Il governo italiano sembra intenzionato ad utilizzare il pugno duro contro il caporalato. L'esecutivo ha infatti presentato due emendamenti alla riforma del codice antimafia, che prevedono la confisca penale "obbligatoria e allargata" per il "reato di caporalato" e la responsabilità oggettiva dell'ente che si avvalga dell'intermediazione dei caporali. A renderlo noto è il relatore Davide Mattiello, esponente del Partito Democratico. Il provvedimento sarà presentato nei dettagli in Aula ai primi di novembre. "Gli emendamenti presentati dal governo sono in sintonia con quello che io stesso avevo già presentato", ha spiegato Mattiello affermando di essere "molto soddisfatto" e auspicando "che i voti confermino questo indirizzo".

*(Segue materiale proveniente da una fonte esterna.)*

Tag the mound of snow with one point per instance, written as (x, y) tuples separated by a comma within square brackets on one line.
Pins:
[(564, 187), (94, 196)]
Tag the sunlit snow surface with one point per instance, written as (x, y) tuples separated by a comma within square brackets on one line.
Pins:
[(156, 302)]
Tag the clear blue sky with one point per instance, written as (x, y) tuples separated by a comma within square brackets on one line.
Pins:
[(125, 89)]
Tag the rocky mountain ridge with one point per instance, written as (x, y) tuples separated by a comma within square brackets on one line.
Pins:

Il relatore della riforma del codice Antimafia ha quindi spiegato: "Il caporalato non è una emergenza, piuttosto è un dato strutturale del lavoro bracciantile in molte zone del nostro Paese. Il caporalato è soltanto la punta di un iceberg che presuppone una organizzazione criminale ampia, efficiente e spietata: giusto quindi contrastare questo fenomeno sempre più attraverso i medesimi strumenti con i quali si contrastano le organizzazioni criminali di stampo mafioso". Anche il ministro delle politiche agricole Maurizio Martina ha sottolineato che "prosegue con forza l'impegno del governo contro il caporalato": "Le novità penali presentate oggi nell'ambito della riforma del codice antimafia sono un passo decisivo del lavoro che abbiamo intrapreso con ministero della giustizia e del lavoro".

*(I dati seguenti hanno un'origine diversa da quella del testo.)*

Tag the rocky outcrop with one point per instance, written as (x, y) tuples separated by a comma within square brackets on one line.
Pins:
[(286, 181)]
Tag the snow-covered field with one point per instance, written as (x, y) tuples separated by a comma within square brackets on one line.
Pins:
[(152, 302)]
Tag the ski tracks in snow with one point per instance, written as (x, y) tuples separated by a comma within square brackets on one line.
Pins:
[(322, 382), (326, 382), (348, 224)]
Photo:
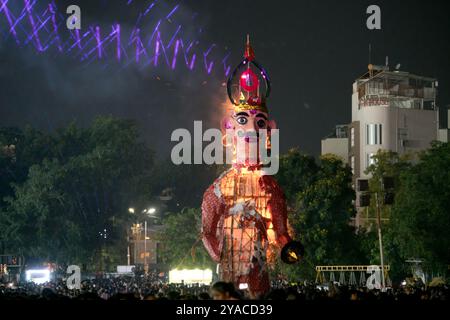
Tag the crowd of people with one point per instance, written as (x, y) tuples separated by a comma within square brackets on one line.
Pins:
[(154, 288)]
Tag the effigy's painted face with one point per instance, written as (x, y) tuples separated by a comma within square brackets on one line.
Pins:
[(244, 127)]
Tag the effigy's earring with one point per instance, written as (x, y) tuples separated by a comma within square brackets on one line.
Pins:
[(225, 140)]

Un'efficace legge sul caporalato è attesa ormai da anni, ma è diventata prioritaria da quando, nei mesi scorsi, alcuni braccianti sono morti in Puglia lavorando in condizioni disumane. In particolare ha commosso il caso di Paola Clemente, stroncata da un malore mentre lavorava, insieme ad altri operai, a San Giorgio Ionico, in provincia di Taranto.